If not, was it possible that they were published patterns, perhaps in "The Lady's Magazine" which first appeared in 1770 and included all manner of things, fiction, fashion, crafts, so perhaps patchwork? This surely must be a fruitful area of research for someone, not me though, because drafting the patterns and piecing the blocks will keep me occupied for quite a while yet.
It doesn't end there, because in July I visited Helbeck Hall in Cumbria where Rosemary Blackett-Ord was exhibiting her collection of quilts and early patchwork. It was quite wonderful, in a way even better than the V&A exhibition, as it was held in her Regency Gothick manor house perched high on the Cumbrian fells.
The collection was personal and very varied and Mrs. Blackett-Ord was on hand to tell you all she knew about each item. However on an upstairs landing there was one patchwork coverlet that stopped me in my tracks. It was dated 1799 and was so similar in form and substance to the Sundial that it surely must have come from the same source. It wasn't as meticulously worked and not all of the most intricate blocks seen on the Sundial were included, but it was so similar one had to believe that it had come from the same stable. Sadly I can't show you a picture because taking photos was not allowed.

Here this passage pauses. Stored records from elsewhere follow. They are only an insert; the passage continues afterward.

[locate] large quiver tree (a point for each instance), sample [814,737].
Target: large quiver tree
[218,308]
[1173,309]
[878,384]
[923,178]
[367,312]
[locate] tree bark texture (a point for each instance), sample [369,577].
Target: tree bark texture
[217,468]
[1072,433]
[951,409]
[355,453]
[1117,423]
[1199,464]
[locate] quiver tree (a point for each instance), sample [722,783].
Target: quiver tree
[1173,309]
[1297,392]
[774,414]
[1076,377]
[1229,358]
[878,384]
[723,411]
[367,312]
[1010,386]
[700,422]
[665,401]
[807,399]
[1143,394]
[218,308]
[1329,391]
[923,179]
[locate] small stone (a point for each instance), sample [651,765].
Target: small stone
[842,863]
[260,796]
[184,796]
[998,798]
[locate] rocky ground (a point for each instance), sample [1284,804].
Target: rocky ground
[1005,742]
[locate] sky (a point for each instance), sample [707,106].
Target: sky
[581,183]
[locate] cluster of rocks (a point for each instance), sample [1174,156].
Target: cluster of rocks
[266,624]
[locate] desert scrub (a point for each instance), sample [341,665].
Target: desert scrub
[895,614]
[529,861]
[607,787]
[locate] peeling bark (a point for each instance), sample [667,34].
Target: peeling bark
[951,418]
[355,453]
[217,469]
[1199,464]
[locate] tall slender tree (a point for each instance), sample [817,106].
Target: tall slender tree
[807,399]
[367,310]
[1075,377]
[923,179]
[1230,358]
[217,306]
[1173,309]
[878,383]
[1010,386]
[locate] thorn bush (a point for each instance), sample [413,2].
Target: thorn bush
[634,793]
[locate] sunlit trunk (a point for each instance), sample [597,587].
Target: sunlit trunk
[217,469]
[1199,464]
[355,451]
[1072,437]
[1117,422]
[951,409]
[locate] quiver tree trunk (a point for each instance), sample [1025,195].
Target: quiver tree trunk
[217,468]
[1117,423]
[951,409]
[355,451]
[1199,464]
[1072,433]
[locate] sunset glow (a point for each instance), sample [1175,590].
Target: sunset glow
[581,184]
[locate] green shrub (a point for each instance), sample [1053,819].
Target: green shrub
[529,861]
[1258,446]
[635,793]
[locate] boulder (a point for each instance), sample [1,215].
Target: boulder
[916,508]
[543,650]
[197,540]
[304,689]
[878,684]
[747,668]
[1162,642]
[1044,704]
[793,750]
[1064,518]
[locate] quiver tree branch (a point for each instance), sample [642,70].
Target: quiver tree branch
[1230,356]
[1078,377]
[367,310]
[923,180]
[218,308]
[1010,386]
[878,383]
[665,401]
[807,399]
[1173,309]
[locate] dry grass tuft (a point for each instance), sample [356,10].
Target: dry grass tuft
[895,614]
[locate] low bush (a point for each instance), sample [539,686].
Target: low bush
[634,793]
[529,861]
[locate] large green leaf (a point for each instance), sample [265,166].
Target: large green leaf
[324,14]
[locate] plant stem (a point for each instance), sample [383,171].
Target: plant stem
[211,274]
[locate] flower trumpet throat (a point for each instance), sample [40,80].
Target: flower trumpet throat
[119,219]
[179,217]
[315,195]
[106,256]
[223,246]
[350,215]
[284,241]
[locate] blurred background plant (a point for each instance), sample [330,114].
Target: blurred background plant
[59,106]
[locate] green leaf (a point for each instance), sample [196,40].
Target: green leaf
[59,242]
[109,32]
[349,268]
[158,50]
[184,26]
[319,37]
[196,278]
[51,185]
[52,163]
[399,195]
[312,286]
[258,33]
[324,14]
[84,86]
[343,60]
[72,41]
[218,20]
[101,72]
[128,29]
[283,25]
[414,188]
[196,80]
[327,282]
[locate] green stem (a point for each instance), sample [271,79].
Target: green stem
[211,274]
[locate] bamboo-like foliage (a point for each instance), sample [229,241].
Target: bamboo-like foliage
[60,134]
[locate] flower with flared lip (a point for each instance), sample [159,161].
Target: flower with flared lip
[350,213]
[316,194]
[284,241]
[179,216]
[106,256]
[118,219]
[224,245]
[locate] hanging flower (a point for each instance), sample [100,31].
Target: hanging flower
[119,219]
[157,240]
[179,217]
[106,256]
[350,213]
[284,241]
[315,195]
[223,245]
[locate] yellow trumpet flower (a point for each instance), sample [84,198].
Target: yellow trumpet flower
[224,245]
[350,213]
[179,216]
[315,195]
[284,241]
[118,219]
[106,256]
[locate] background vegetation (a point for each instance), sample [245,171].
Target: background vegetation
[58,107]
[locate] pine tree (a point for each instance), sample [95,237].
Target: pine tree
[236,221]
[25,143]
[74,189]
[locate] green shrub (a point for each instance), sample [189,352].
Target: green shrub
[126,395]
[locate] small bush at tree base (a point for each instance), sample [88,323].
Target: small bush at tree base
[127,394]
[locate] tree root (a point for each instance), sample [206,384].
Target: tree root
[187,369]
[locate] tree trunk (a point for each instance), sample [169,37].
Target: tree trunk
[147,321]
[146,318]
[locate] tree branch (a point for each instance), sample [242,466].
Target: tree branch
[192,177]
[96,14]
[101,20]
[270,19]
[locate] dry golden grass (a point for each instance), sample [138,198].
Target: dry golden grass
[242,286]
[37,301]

However, I was not the only one to recognise the similarity, as my friend Lorie, who went on a different day, noted it too.
Does this mean that there were a number of coverlets of this type made and that these block patterns were generally available to avid 18th century patchworkers, just as we today buy sampler pattern books like "Dear Jane"? It is all very intriguing especially as there may be other similar quilts out there waiting to be discovered!